What You Can Confirm Right Now
In the first hour of a breaking situation, separate what’s confirmed from what’s circulating. An announcement over the PA system is confirmable; a rumor that a specific student was involved is not, until an administrator or the student themselves confirms it on the record. A short first post can responsibly say what happened at the level of confirmed fact — “the school went into a shortened lockdown at 10:15 a.m.; administrators have not yet released a reason” — without naming anyone or repeating unverified details just because they’re already spreading online.
- Attribute every claim in a fast-moving story to a specific source, even if that source is “a school announcement” or “a message sent to families,” rather than writing it as established fact.
- Hold names of students involved in an incident until officially confirmed, regardless of what’s already circulating on social media.
- Update the same post with timestamped additions rather than publishing five separate stories that contradict each other as facts change.
The Update Structure
A single, clearly timestamped live-update post (“Updated 11:40 a.m.”) works better for readers than a string of near-duplicate articles. It also protects your outlet: if an early detail turns out to be wrong, you correct it in place with a visible note, rather than leaving an outdated stand-alone article circulating with a headline nobody’s updating. This is the same principle behind a solid corrections policy — the goal is transparency about what changed, not pretending the first version never existed.
When to Hold a Story Entirely
Speed is not the only value in breaking news. If administrators ask you to hold a detail because releasing it could compromise an active safety response, that’s usually a reasonable request worth honoring, distinct from a request to hold a story because it’s unflattering. Learn to tell the difference: a request tied to immediate safety is different from a request tied to reputation management, and your adviser is a useful sounding board on which is which in the moment, not a gatekeeper to route around.

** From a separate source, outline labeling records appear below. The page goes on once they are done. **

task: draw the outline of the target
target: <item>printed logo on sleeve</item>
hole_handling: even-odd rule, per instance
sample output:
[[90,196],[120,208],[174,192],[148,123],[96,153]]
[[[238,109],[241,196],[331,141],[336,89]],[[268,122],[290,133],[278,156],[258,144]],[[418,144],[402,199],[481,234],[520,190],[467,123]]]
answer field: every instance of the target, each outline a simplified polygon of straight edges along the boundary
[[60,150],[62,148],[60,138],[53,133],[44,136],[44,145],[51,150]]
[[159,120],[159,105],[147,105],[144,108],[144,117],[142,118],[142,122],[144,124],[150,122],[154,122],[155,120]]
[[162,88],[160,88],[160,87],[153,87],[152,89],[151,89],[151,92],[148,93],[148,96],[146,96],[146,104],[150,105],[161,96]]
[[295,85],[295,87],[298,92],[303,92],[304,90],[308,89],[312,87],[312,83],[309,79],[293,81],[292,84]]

Social Media as the First Draft
Many student outlets post confirmed basics to social media minutes before the full web story is ready, functioning as a bulletin rather than a finished report. That’s a reasonable use of the platform as described in coverage of social media as a reporting and distribution tool, as long as the same accuracy standard applies — a fast post is still a published claim, not a rumor with a different font.
After the Story Settles
Once the immediate news cycle passes, go back and write the fuller piece: what happened, what the school’s response was, what changes if any follow. That follow-up often matters more for accountability than the fast first post, and it’s the piece that ages well when someone searches your site’s archive a year later looking for what actually happened.

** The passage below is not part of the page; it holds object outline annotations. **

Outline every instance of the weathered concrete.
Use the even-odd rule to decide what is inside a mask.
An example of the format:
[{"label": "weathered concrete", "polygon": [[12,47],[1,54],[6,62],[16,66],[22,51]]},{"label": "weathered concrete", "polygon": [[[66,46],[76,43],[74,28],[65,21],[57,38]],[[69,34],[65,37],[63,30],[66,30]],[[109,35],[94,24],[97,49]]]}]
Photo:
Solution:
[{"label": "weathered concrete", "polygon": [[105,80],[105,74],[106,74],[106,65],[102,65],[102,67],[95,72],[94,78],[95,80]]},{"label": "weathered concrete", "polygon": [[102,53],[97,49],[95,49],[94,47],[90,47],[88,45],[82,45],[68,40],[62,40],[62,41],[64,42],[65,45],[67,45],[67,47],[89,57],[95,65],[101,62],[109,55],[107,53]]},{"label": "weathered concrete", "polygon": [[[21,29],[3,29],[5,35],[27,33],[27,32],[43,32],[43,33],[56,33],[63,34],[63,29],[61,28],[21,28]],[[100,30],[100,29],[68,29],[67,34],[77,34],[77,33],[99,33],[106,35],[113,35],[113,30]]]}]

Coordinating Coverage Across a Small Staff
Breaking news rarely lands conveniently during a scheduled meeting, which means a small staff needs a simple plan for who does what without waiting for a full editorial discussion first. Decide in advance who has authority to approve a fast post when the top editor isn’t reachable, whether that’s a managing editor, a web editor, or the adviser as a last resort, so a genuinely time-sensitive story doesn’t sit unpublished for hours because nobody wanted to make the call alone. A short group message thread dedicated to breaking situations, separate from routine planning chats, helps the right people see an update immediately instead of scrolling past it among assignment logistics.
Afterward, do a quick debrief: what worked, what took too long, what should have been confirmed before posting. Treating each breaking story as a chance to refine the process means the next one moves faster and with fewer mistakes.